Deriving financial insights from today's blockbusters and yesteryear's classics.
There is hardly any other film series that has been as good, or inspired more generations with its tear-jerking rags-to-riches tale of love and determination than the boxing epic Rocky. One can extrapolate countless life lessons from the ground-breaking original 1976 film, and the five sequels that followed—lessons for business, morality, integrity, relationships—but when it comes to money management, one lesson holds the title.
It is a well-known Hollywood tale that when Sylvester Stallone wrote the original script for Rocky, numerous studios wanted to buy it as a starring vehicle for big name actors like Burt Reynolds, James Caan, and Ryan O’Neal. But Stallone, even though he was penniless and out-of-work, refused to sell the script without a guarantee that he’d also star in the film. Much like his character Rocky, he was determined to go the distance no matter what. Eventually he got someone to bite, and the film went on to win dozens of awards including the 1977 Oscar for Best Picture.

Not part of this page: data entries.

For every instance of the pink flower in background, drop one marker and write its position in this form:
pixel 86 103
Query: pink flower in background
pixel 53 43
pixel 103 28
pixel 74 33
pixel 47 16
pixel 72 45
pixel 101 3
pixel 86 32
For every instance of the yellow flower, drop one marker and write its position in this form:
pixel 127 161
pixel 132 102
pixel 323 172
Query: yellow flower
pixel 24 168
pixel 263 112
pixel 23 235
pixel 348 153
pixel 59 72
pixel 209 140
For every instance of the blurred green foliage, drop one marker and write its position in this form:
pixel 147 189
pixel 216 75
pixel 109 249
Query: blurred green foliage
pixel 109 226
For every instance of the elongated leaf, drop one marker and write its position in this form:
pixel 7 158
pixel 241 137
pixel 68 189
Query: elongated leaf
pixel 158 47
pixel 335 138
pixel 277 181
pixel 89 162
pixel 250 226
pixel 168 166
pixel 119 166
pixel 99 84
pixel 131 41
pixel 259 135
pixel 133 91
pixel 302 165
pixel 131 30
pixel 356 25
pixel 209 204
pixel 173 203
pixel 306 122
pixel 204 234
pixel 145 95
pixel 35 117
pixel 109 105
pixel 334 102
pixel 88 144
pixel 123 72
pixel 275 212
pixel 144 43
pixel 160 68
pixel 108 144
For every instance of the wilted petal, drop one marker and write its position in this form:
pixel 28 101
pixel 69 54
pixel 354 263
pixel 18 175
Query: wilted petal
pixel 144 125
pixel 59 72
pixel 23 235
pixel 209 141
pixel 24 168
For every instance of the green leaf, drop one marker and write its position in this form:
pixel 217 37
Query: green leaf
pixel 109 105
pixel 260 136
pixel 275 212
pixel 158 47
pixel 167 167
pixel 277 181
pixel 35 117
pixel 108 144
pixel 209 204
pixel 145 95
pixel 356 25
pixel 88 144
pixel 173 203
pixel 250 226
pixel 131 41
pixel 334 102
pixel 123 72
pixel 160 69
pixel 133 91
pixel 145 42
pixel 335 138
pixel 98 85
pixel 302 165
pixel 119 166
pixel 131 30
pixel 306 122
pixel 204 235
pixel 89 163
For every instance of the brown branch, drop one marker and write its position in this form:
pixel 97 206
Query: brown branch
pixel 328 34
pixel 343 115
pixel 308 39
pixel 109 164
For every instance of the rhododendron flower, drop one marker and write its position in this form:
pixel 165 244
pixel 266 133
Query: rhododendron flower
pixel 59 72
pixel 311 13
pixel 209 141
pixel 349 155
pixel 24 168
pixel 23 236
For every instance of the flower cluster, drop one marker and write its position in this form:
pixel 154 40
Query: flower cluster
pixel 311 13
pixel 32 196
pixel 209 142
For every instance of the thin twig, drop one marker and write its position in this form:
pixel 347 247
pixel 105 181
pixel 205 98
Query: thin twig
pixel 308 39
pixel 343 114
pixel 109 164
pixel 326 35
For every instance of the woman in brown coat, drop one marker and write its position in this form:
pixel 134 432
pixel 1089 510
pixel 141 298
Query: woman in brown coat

Rocky is the ultimate story of determination, of a man whose drive to win pushes him beyond his limits. In the film, Rocky takes a beating against boxing's champion Apollo Creed, and just when the crowd and the judges, and even Apollo himself, think Rocky is going to go down and stay down, he rises again.
It’s what Dave Ramsey calls it “gazelle intensity.”
Paying off debt is rarely a one, two punch. It’s 15 rounds with Apollo Creed. Along the way there are going to be setbacks, black eyes, broken noses, pain, and tears, but, as Rocky says: “It ain’t about how hard you hit, it’s about how hard you can get hit and keep moving forward, how much you can take and keep moving forward. That’s how winning is done.”